Untold Stories: Maria Ingold, Mireality

In this series, we will be telling the ‘untold stories’ of the games sector and shining a light on the many women who helped contribute to the UK games industry the past thirty years. We’re joined by Maria Ingold, who has worked in visual technology for 25 years and now runs her own consultancy, Mireality.


30 Years of Play: Tell us who you are, what you do and a little bit about your career in the industry.

Maria Ingold.

Maria Ingold.

Maria Ingold: I’m Maria Ingold. My background is in both Computer Science and Fine Art. I’ve been deploying successful emerging visual technology for over 25 years, with over 15 as a Chief Technology Officer (CTO).

30 YOP: How did you start working in the sector?

Maria: I started as a programmer at IBM in 1991 as part of the OS/2 Multimedia team. I helped invent the beginning of what we take for granted now: audio, video and games on a PC. At the same time, I worked on my MFA in Computer Graphics.

After IBM I moved from the USA to the UK and joined Ocean. That was 1996. It was exciting to help innovate early 3D and Windows PC gaming, transitioning games from DOS to a 32-bit operating system. I wrote reusable DirectX 5 modules for a Victorian steam-punk Martian shoot-em-up 3D PC game called Dreadnought. We made the cover of Edge magazine, but unfortunately the game never came out as Infogrammes bought and restructured the company.

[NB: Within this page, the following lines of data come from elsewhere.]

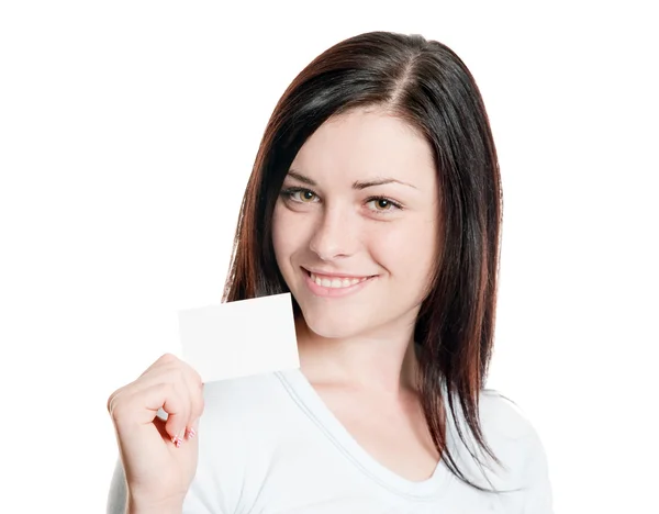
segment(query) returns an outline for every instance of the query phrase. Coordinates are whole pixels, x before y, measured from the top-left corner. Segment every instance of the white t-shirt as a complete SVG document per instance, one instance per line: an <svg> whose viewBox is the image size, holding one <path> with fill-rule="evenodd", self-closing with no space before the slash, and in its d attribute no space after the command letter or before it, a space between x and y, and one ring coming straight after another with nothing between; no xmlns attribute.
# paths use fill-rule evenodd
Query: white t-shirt
<svg viewBox="0 0 659 514"><path fill-rule="evenodd" d="M481 393L481 426L507 469L491 460L491 470L478 467L450 422L449 449L471 481L491 489L484 473L514 492L480 492L444 460L424 481L398 476L359 446L300 370L208 383L204 399L186 514L552 513L543 445L517 407L492 391ZM123 513L124 504L118 466L108 513Z"/></svg>

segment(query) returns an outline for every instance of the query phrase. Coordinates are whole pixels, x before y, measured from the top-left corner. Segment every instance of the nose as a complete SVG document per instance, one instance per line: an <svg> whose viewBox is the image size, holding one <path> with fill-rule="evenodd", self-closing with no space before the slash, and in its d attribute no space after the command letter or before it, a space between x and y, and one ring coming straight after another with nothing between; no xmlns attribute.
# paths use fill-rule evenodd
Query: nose
<svg viewBox="0 0 659 514"><path fill-rule="evenodd" d="M357 220L351 220L347 210L326 209L320 216L309 247L322 260L347 257L355 253Z"/></svg>

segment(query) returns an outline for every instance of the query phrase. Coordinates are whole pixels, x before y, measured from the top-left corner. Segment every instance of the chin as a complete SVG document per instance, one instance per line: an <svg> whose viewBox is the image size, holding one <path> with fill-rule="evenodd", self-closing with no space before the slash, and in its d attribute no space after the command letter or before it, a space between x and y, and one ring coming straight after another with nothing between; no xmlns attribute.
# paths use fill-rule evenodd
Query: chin
<svg viewBox="0 0 659 514"><path fill-rule="evenodd" d="M357 323L350 323L346 316L332 315L328 313L311 313L302 310L304 323L308 328L320 337L328 339L339 339L350 337L365 327L358 326Z"/></svg>

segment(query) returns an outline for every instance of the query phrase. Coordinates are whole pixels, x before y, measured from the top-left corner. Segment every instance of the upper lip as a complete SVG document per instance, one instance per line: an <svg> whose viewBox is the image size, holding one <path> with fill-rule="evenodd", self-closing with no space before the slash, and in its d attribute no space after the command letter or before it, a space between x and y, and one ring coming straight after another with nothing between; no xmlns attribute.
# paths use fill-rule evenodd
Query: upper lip
<svg viewBox="0 0 659 514"><path fill-rule="evenodd" d="M364 277L375 277L373 275L356 275L356 273L343 273L343 272L336 272L336 271L323 271L321 269L311 269L311 268L305 268L302 266L302 269L304 271L309 271L310 273L313 275L323 275L325 277L333 277L333 278L364 278Z"/></svg>

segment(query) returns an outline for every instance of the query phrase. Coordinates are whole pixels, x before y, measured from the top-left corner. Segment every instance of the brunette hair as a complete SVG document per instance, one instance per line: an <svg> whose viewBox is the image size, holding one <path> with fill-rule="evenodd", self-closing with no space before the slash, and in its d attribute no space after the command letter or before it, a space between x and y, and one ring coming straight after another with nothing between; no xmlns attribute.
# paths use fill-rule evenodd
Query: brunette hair
<svg viewBox="0 0 659 514"><path fill-rule="evenodd" d="M463 482L485 491L467 479L447 448L443 388L454 418L460 418L459 406L480 448L501 463L484 440L478 412L494 337L503 202L480 91L450 48L421 35L370 32L332 46L295 77L277 103L256 156L223 300L289 291L275 259L271 226L289 167L327 119L373 105L415 127L434 153L440 249L415 326L420 391L434 444L447 466Z"/></svg>

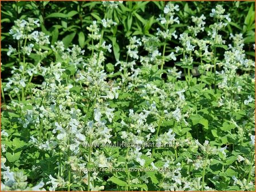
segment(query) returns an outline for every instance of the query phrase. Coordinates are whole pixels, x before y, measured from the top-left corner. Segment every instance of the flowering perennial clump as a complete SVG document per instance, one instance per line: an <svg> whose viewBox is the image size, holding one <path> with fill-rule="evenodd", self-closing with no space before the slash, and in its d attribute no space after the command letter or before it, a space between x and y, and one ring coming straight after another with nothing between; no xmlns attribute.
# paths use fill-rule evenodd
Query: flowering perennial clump
<svg viewBox="0 0 256 192"><path fill-rule="evenodd" d="M143 17L147 3L162 9ZM14 19L2 50L13 62L2 63L2 190L255 190L255 44L223 3L184 3L79 2Z"/></svg>

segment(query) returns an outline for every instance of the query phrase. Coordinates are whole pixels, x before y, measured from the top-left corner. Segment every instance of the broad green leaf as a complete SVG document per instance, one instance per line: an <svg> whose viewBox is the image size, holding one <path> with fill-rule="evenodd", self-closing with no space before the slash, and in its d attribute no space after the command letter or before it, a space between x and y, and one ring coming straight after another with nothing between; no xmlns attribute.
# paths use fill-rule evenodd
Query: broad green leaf
<svg viewBox="0 0 256 192"><path fill-rule="evenodd" d="M119 179L114 176L111 177L108 181L112 181L113 183L120 186L124 187L127 185L127 183L125 181Z"/></svg>
<svg viewBox="0 0 256 192"><path fill-rule="evenodd" d="M76 32L73 32L69 35L66 35L62 39L63 43L64 43L64 46L66 48L68 47L69 44L72 42L76 34Z"/></svg>
<svg viewBox="0 0 256 192"><path fill-rule="evenodd" d="M12 154L10 153L7 152L5 154L5 157L6 157L6 159L8 160L10 162L13 162L18 161L21 157L21 151L19 151L18 153L14 153L14 154Z"/></svg>
<svg viewBox="0 0 256 192"><path fill-rule="evenodd" d="M61 13L53 13L48 15L45 18L49 18L52 17L66 18L68 15Z"/></svg>

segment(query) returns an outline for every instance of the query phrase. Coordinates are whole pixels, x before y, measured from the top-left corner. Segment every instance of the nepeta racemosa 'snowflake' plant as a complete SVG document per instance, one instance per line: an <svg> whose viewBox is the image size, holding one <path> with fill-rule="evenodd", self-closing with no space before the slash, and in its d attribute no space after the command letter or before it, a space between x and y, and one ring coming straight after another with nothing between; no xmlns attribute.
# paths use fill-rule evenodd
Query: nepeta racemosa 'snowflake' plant
<svg viewBox="0 0 256 192"><path fill-rule="evenodd" d="M29 3L2 21L2 189L254 189L253 6Z"/></svg>

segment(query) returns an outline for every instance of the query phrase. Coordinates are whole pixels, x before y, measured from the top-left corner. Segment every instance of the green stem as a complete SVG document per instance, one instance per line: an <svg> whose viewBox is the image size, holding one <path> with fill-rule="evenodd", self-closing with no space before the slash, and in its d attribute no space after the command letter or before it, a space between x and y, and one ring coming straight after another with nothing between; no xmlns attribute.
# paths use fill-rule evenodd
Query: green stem
<svg viewBox="0 0 256 192"><path fill-rule="evenodd" d="M90 137L89 141L89 155L88 155L88 168L89 169L89 166L90 165L90 161L92 158L92 138ZM88 186L87 186L87 191L90 191L90 173L88 171Z"/></svg>
<svg viewBox="0 0 256 192"><path fill-rule="evenodd" d="M159 121L158 122L158 126L157 126L157 129L156 130L156 140L158 137L158 134L159 134L159 131L160 131L160 127L161 126L161 123L162 123L162 121L163 120L163 118L161 116L161 117L159 119ZM153 148L152 150L152 154L151 154L151 158L153 158L154 157L154 154L155 154L155 148Z"/></svg>
<svg viewBox="0 0 256 192"><path fill-rule="evenodd" d="M70 165L70 150L69 148L69 138L68 139L68 162L69 163L69 168L68 168L68 191L70 191L71 187L71 169Z"/></svg>
<svg viewBox="0 0 256 192"><path fill-rule="evenodd" d="M129 149L130 149L130 147L129 146L129 147L127 147L127 149L126 150L126 155L125 155L125 157L126 157L127 159L128 158L128 154L129 154ZM127 190L129 190L129 185L130 185L131 182L130 182L130 173L128 171L127 161L125 162L125 171L127 173L127 182L128 182L128 186L127 186Z"/></svg>
<svg viewBox="0 0 256 192"><path fill-rule="evenodd" d="M204 165L203 165L203 175L202 175L202 190L201 191L203 191L203 189L204 188L204 177L205 177L205 174L206 174L206 163L207 163L207 161L208 159L208 152L207 152L206 154L206 159L204 159Z"/></svg>
<svg viewBox="0 0 256 192"><path fill-rule="evenodd" d="M1 79L1 95L2 95L2 97L3 98L3 103L6 103L6 102L5 102L5 94L3 93L3 85L2 83L2 78Z"/></svg>
<svg viewBox="0 0 256 192"><path fill-rule="evenodd" d="M249 172L248 173L248 178L247 179L246 182L246 185L248 186L248 184L250 182L250 180L251 179L251 169L253 167L253 165L254 164L253 162L254 162L254 153L253 153L253 154L251 155L251 161L250 162L250 167L249 167Z"/></svg>
<svg viewBox="0 0 256 192"><path fill-rule="evenodd" d="M167 23L167 25L166 25L166 30L168 30L168 26L169 23ZM164 55L166 54L166 38L164 39L164 49L163 50L163 61L161 65L161 70L163 70L163 69L164 68L164 64L165 63L165 57L164 57Z"/></svg>

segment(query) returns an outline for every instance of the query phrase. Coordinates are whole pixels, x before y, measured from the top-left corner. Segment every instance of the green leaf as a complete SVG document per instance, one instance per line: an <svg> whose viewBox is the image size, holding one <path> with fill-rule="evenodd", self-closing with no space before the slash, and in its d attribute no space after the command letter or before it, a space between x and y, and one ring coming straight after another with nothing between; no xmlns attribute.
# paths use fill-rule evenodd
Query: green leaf
<svg viewBox="0 0 256 192"><path fill-rule="evenodd" d="M208 120L206 119L201 119L199 121L199 123L203 125L204 127L208 128Z"/></svg>
<svg viewBox="0 0 256 192"><path fill-rule="evenodd" d="M48 15L46 17L45 17L45 18L47 19L52 17L66 18L68 17L68 15L61 13L53 13Z"/></svg>
<svg viewBox="0 0 256 192"><path fill-rule="evenodd" d="M73 16L76 15L78 14L78 12L77 12L77 11L71 11L70 12L69 12L69 13L68 13L67 14L67 17L72 17Z"/></svg>
<svg viewBox="0 0 256 192"><path fill-rule="evenodd" d="M66 70L68 71L68 74L70 75L73 75L76 73L76 69L74 66L73 65L69 65Z"/></svg>
<svg viewBox="0 0 256 192"><path fill-rule="evenodd" d="M128 31L131 30L131 28L132 27L132 14L129 14L127 18L127 26Z"/></svg>
<svg viewBox="0 0 256 192"><path fill-rule="evenodd" d="M85 44L85 38L84 37L84 33L81 31L80 33L79 33L79 34L78 34L78 42L79 42L79 45L82 48L84 48L84 45L85 45L84 44Z"/></svg>
<svg viewBox="0 0 256 192"><path fill-rule="evenodd" d="M14 138L13 140L13 146L14 147L14 149L21 148L25 145L26 143L24 141L21 141L17 137Z"/></svg>
<svg viewBox="0 0 256 192"><path fill-rule="evenodd" d="M113 183L122 187L124 187L127 185L127 183L125 182L121 179L119 179L114 176L111 177L110 178L108 179L108 181L112 181Z"/></svg>
<svg viewBox="0 0 256 192"><path fill-rule="evenodd" d="M115 71L114 65L112 63L108 63L106 65L107 71L108 72L113 72Z"/></svg>
<svg viewBox="0 0 256 192"><path fill-rule="evenodd" d="M233 170L233 169L231 169L230 168L228 168L226 171L225 171L226 175L228 177L231 177L232 176L237 176L237 171L235 171Z"/></svg>
<svg viewBox="0 0 256 192"><path fill-rule="evenodd" d="M10 153L7 152L5 154L5 157L9 162L13 162L19 159L19 157L21 157L21 151L14 153L13 155Z"/></svg>
<svg viewBox="0 0 256 192"><path fill-rule="evenodd" d="M19 118L19 115L15 114L15 113L11 113L11 112L6 112L7 116L9 116L10 117L15 117L15 118Z"/></svg>
<svg viewBox="0 0 256 192"><path fill-rule="evenodd" d="M129 186L136 189L141 188L146 191L148 190L148 187L145 184L130 184Z"/></svg>
<svg viewBox="0 0 256 192"><path fill-rule="evenodd" d="M148 171L146 173L146 175L150 177L151 181L154 184L157 184L159 183L158 179L156 177L155 175L156 174L155 172Z"/></svg>
<svg viewBox="0 0 256 192"><path fill-rule="evenodd" d="M118 71L118 72L115 73L113 74L109 74L108 75L108 77L110 77L110 78L113 78L113 77L115 77L118 76L118 75L121 75L121 74L123 74L123 73L121 73L121 71Z"/></svg>
<svg viewBox="0 0 256 192"><path fill-rule="evenodd" d="M116 61L119 61L120 56L120 47L118 43L116 42L116 38L112 38L113 50L114 51L115 58Z"/></svg>
<svg viewBox="0 0 256 192"><path fill-rule="evenodd" d="M73 32L70 33L69 35L66 35L62 39L63 43L64 43L64 46L65 48L68 47L69 44L72 42L73 39L76 35L76 32Z"/></svg>
<svg viewBox="0 0 256 192"><path fill-rule="evenodd" d="M225 45L214 45L212 46L213 47L219 47L219 48L222 48L224 49L225 50L227 50L227 46Z"/></svg>
<svg viewBox="0 0 256 192"><path fill-rule="evenodd" d="M58 28L56 27L54 28L54 30L52 33L52 44L54 44L54 43L58 41Z"/></svg>
<svg viewBox="0 0 256 192"><path fill-rule="evenodd" d="M198 114L193 114L190 117L194 125L200 123L206 128L208 128L208 120L204 119L202 116Z"/></svg>
<svg viewBox="0 0 256 192"><path fill-rule="evenodd" d="M97 20L98 21L101 21L101 18L96 13L92 13L90 14L92 15L92 17L93 17L94 18L96 18Z"/></svg>

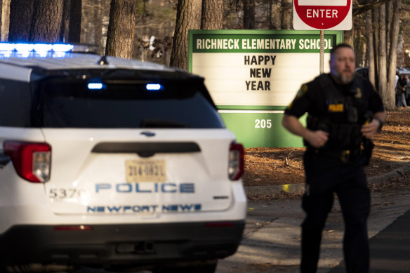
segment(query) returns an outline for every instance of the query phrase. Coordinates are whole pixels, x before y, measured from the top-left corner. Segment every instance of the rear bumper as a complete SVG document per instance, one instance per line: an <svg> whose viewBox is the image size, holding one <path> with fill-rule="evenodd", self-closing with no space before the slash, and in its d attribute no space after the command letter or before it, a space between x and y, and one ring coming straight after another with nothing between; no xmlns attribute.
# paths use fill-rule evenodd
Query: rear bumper
<svg viewBox="0 0 410 273"><path fill-rule="evenodd" d="M158 265L223 258L235 253L245 222L92 225L55 230L15 226L0 236L7 264Z"/></svg>

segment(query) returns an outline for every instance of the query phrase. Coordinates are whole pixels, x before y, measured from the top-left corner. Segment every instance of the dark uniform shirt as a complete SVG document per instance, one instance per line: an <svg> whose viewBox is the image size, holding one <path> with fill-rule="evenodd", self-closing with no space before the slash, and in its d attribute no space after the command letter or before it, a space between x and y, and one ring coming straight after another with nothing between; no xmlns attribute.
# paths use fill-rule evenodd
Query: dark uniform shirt
<svg viewBox="0 0 410 273"><path fill-rule="evenodd" d="M330 76L330 74L328 74ZM361 100L364 103L366 109L373 113L383 112L384 107L378 94L374 91L370 81L360 77L357 77L361 81L363 88L357 93L362 93ZM352 84L342 86L337 84L331 79L338 90L345 95L348 95L349 91L353 87ZM355 96L354 94L352 94ZM316 116L326 114L329 112L329 106L331 102L328 101L326 91L320 86L319 81L315 80L303 84L296 97L291 105L285 110L285 114L296 116L298 118L305 113L308 113ZM337 105L337 103L335 103ZM337 107L337 106L335 106Z"/></svg>
<svg viewBox="0 0 410 273"><path fill-rule="evenodd" d="M307 112L320 119L321 124L326 119L324 128L310 128L309 121L308 127L329 133L329 140L323 149L343 150L359 145L352 140L355 138L351 137L352 126L355 126L356 139L361 138L360 126L372 114L383 111L381 99L370 81L356 76L351 84L340 85L327 74L302 85L285 114L299 118Z"/></svg>

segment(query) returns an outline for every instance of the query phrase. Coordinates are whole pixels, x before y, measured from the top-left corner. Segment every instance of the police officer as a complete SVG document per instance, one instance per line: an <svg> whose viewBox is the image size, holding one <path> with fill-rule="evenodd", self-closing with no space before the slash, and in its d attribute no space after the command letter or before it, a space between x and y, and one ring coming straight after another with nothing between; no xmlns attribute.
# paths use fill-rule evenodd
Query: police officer
<svg viewBox="0 0 410 273"><path fill-rule="evenodd" d="M302 85L282 120L283 126L303 137L307 146L300 272L317 269L322 232L336 192L345 221L347 272L369 272L370 193L363 167L373 148L370 138L381 128L386 112L371 84L355 76L350 46L333 48L329 65L330 74ZM306 112L305 128L298 118Z"/></svg>

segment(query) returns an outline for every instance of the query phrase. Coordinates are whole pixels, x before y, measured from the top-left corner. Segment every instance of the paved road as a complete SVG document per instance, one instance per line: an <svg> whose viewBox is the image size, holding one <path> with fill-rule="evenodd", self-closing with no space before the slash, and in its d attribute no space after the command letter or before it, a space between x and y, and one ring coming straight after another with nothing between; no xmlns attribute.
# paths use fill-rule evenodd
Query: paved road
<svg viewBox="0 0 410 273"><path fill-rule="evenodd" d="M371 272L410 272L410 210L370 240ZM345 272L343 263L330 273Z"/></svg>
<svg viewBox="0 0 410 273"><path fill-rule="evenodd" d="M249 208L245 237L235 255L220 262L217 273L298 272L304 217L300 201L250 202ZM410 189L372 194L371 272L410 272L409 209ZM324 232L319 273L345 272L343 265L343 265L342 238L336 201Z"/></svg>

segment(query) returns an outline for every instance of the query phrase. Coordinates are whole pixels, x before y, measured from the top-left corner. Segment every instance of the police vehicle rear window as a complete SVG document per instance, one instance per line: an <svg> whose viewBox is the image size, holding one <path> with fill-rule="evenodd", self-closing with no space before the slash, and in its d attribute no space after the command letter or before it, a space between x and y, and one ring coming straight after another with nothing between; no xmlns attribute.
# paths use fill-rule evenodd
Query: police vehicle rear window
<svg viewBox="0 0 410 273"><path fill-rule="evenodd" d="M37 87L34 125L47 128L223 128L201 79L51 77Z"/></svg>

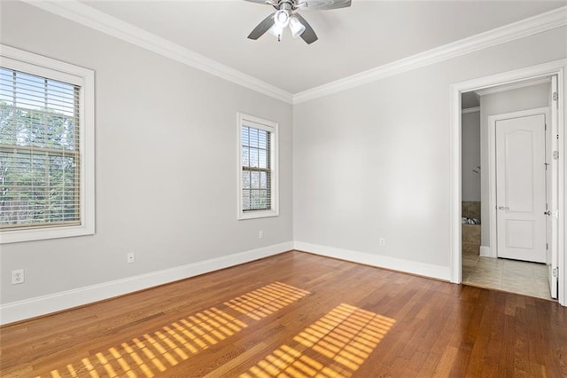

They later rebranded as Atari.

I moved from Manchester to London and into a more senior role as a Technical Director of a start-up using sound-reactive games technology. Our core product, DancerDNA, generated 3D creatures using a genetic description language that danced and mutated to music. We did visuals for nightclubs like Ministry of Sound and bands including Pet Shop Boys, Nine Inch Nails and Leftfield.

I went on to use games technology for corporate clients – including a 3D racing game for Volkswagen at their Autostadt theme park. It demonstrated the benefits of using a GPS versus a map, something we all take for granted now.

This was now the dawn of a new millennium. I also started delivering streaming technology, first for a streaming radio station and then video.

I eventually became the CTO for a Disney / Sony joint venture called FilmFlex Movies where I built one of the most successful on demand movie services in Europe, first for Virgin Media, then as a white label which powered services like Channel 4’s Film4oD. We launched for under £1 million and we were profitable from year one. All still unheard of.

For the last six years I’ve been consulting internationally in emerging visual tech and innovation.

30 YOP: What was the British games industry like in the early days of the sector?

Maria: It was very incestuous and small – everyone knew everyone. Crucially, it didn’t understand how to operate profitably. Infogrammes, for instance, flipped development from in-house to out-of-house as it thought that might be more profitable.

The games industry didn’t have a viable business model. The big issue was that every team was inventing everything from scratch, rather than creating reusable libraries or a common game engine. So, the timescale for delivery was impossible to predict and monetise.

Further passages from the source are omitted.